In [1]:
import numpy as np
import pandas as pd
import matplotlib.pyplot as plt
import networkx as nx

from numba import jit, prange, jitclass
from numba.types import int32
from time import time
from pprint import pprint
from copy import deepcopy as copy


%matplotlib inline

## Read data files

**Note** We are keeping only the 50 states. DC not included. Self loops not included

In [2]:
def read_US_states(fname):
    states_abb_dict = {}
    states_abb_rev_dict = {}
    states_abb_ord_list = []
    with open(fname, "r") as f:
        for line in f:
            line = line.strip().split(",")
            name = line[0]
            abbr = line[1]
            states_abb_dict[name] = (abbr, len(states_abb_ord_list))
            states_abb_rev_dict[abbr] = name
            states_abb_ord_list.append(abbr)
    
    return states_abb_dict, states_abb_rev_dict, states_abb_ord_list

def read_travel_network(fname, states_abb_dict, states_abb_rev_dict, normalization=1000):
    num_states = 50

    adjacency_list = {}
    A = np.zeros((num_states, num_states))

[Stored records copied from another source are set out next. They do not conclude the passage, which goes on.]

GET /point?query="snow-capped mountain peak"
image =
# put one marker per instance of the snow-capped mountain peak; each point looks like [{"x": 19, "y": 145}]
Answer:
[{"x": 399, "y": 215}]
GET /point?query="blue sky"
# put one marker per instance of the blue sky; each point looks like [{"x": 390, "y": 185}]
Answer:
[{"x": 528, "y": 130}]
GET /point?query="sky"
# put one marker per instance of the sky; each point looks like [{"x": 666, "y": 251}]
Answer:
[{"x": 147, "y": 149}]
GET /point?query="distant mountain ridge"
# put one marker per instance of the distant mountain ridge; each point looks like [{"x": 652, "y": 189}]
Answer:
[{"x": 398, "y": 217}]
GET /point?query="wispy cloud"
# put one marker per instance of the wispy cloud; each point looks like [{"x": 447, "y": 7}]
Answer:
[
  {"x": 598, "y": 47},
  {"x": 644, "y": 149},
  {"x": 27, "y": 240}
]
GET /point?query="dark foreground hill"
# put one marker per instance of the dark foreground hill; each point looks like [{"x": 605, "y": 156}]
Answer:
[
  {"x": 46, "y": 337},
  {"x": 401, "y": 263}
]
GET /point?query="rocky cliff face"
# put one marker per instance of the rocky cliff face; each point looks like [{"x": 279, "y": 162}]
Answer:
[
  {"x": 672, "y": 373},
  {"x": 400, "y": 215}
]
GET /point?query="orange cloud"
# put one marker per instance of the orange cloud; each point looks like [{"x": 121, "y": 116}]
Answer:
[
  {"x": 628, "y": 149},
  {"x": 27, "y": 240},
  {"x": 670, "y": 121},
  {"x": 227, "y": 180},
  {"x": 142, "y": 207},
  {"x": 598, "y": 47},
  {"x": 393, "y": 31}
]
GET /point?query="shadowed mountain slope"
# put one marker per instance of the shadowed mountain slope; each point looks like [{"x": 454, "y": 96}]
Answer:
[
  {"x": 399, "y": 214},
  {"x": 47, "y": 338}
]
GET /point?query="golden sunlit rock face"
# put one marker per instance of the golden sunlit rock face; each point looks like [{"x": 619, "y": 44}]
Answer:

    for abb in states_abb_rev_dict:
        adjacency_list[abb] = []

    with open(fname, "r") as f:
        for idx, line in enumerate(f):
            if idx == 0:
                continue
            line = line.strip().split(",")
            orig = line[0]
            dest = line[1]
            weight = float(line[2])*10 / normalization
            if orig == dest:
                continue
            try:
                orig_abb, orig_idx = states_abb_dict[orig]
                dest_abb, dest_idx = states_abb_dict[dest]
                adjacency_list[orig_abb].append((dest_abb, weight))
                A[orig_idx][dest_idx] = weight
            except KeyError:
                pass
    
    return adjacency_list, A

def read_deaths_data(fname):
    df = pd.read_csv(fname)
    sum_df_d = df.groupby(['State', 'Year', 'Quarter'])[['DeathsFromPneumoniaAndInfluenza']].sum().T.to_dict()
    deaths_dict = {}
    for key, deaths in sum_df_d.items():
        state, year, quarter = key
        if state not in deaths_dict:
            deaths_dict[state] = {}
        if year not in deaths_dict[state]:
            deaths_dict[state][year] = {}
        deaths_dict[state][year][quarter] = deaths["DeathsFromPneumoniaAndInfluenza"]
    return deaths_dict

def read_population_dict(fname):
    population_dict = {}
    with open(fname, "r") as f:
        for idx, line in enumerate(f):
            if idx == 0:
                continue
            line = line.strip().split(",")
            state = line[1]
            population_dict[state] = {}
            year = 2009
            for idx, pop in enumerate(line[2:]):
                population_dict[state][year + idx] = int(pop)
    return population_dict

## Simulation


1. Randomly infect people in each state with probability `p_inf`
    - Calculate fraction of infected people
2. Air travel the people
    - Fraction of infected air travelers is the same as origin state
    - Each person has a chance to infect every other person in the new state with probability `p_transfer`
3. In each state, either recover, kill, or remain infected the people there with probability `p_rec, p_die, p_stay`
4. Increment, or decrement, population between years (not quarters)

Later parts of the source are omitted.